Un cochon de l'université UC Davis, en Californie.
Un cochon de l'université UC Davis, en Californie. - UC DAVIS

Besoin d’une greffe de foie ? Injectez des cellules souches humaines dans un embryon de cochon, attendez un an, et voilà, vous avez un organe prêt à être transplanté, sans risque de rejet. L’idée, controversée, intéresse les chercheurs depuis de nombreuses années. A tel point qu’aux Etats-Unis, l’agence gouvernementale pour la santé, le NIH, a gelé les fonds fédéraux pour la recherche sur ces « embryons chimériques » fin 2015, appelant à la prudence.

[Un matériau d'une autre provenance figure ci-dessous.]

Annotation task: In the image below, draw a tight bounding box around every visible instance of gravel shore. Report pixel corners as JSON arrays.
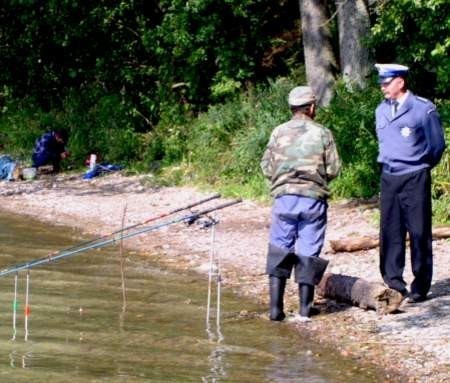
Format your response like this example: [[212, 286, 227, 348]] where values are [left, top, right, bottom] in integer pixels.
[[0, 174, 450, 383]]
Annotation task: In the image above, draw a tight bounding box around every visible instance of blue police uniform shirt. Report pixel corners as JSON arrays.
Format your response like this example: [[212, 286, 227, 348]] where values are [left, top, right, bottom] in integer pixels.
[[375, 93, 445, 175]]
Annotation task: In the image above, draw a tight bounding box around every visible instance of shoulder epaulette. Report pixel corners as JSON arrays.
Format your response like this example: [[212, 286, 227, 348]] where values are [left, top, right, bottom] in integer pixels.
[[416, 96, 431, 104]]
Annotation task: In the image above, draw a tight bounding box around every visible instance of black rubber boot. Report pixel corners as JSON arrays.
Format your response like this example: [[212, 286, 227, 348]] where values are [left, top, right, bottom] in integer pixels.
[[298, 283, 314, 318], [269, 276, 286, 321]]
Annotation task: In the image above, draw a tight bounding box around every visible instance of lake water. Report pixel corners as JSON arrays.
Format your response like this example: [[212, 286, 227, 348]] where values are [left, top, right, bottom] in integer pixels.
[[0, 211, 382, 383]]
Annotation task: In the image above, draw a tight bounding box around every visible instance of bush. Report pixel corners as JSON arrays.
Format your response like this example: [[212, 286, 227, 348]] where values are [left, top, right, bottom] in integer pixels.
[[317, 84, 383, 198]]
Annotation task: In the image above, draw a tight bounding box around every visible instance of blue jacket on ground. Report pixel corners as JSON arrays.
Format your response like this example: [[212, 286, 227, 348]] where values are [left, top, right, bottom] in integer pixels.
[[375, 93, 445, 175]]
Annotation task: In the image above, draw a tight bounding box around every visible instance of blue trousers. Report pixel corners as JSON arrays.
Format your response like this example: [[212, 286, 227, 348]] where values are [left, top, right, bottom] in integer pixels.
[[380, 169, 433, 296], [266, 195, 328, 277]]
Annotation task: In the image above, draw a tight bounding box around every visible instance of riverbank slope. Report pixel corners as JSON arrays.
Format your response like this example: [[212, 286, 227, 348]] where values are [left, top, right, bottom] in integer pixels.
[[0, 174, 450, 383]]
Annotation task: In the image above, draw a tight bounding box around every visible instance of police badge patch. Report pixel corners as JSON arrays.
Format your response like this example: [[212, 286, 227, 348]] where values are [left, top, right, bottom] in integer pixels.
[[400, 126, 411, 137]]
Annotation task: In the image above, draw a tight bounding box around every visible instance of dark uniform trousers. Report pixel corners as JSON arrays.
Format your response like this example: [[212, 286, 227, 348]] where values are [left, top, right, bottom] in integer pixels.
[[380, 169, 433, 296]]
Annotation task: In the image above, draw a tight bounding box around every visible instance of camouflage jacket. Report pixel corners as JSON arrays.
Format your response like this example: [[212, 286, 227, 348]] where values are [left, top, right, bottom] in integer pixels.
[[261, 115, 341, 200]]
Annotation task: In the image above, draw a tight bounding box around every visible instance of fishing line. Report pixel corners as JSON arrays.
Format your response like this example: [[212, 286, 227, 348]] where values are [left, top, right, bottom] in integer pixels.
[[206, 214, 223, 343], [11, 273, 19, 340], [202, 213, 226, 383], [25, 270, 30, 342], [0, 199, 242, 277], [42, 193, 220, 257]]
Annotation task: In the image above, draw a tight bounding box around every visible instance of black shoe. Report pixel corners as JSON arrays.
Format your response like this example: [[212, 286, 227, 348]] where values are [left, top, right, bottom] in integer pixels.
[[298, 283, 314, 318], [406, 293, 427, 303], [269, 276, 286, 321]]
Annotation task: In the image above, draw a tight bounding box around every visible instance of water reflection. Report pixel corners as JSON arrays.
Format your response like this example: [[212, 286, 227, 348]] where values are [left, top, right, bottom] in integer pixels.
[[0, 212, 380, 383]]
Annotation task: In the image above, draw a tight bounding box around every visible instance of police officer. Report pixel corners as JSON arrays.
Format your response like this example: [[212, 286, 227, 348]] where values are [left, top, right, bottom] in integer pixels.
[[375, 64, 445, 302], [261, 86, 340, 321]]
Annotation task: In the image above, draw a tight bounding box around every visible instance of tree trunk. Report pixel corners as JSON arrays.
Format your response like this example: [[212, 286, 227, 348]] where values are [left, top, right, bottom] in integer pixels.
[[330, 226, 450, 253], [336, 0, 370, 88], [300, 0, 337, 106], [317, 273, 403, 314]]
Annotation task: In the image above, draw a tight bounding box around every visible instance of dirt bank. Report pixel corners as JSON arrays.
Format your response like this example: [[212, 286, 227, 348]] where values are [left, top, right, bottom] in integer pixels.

Mais cela n’empêche pas des scientifiques d’expérimenter avec du financement privé.

Selon une enquête de la publication du MIT Technology Review, trois équipes de chercheurs ont fabriqué 20 embryons cochon-humain et mouton-humain au cours de l’année écoulée, qu’ils ont inséminés dans des femelles porteuses. Toutes les grossesses ont été interrompues avant terme, précise le site, car il s’agissait avant tout de mieux comprendre le mécanisme. Les résultats n’ont pas encore été publiés, et on ne sait pas si la création d’organes a été un succès.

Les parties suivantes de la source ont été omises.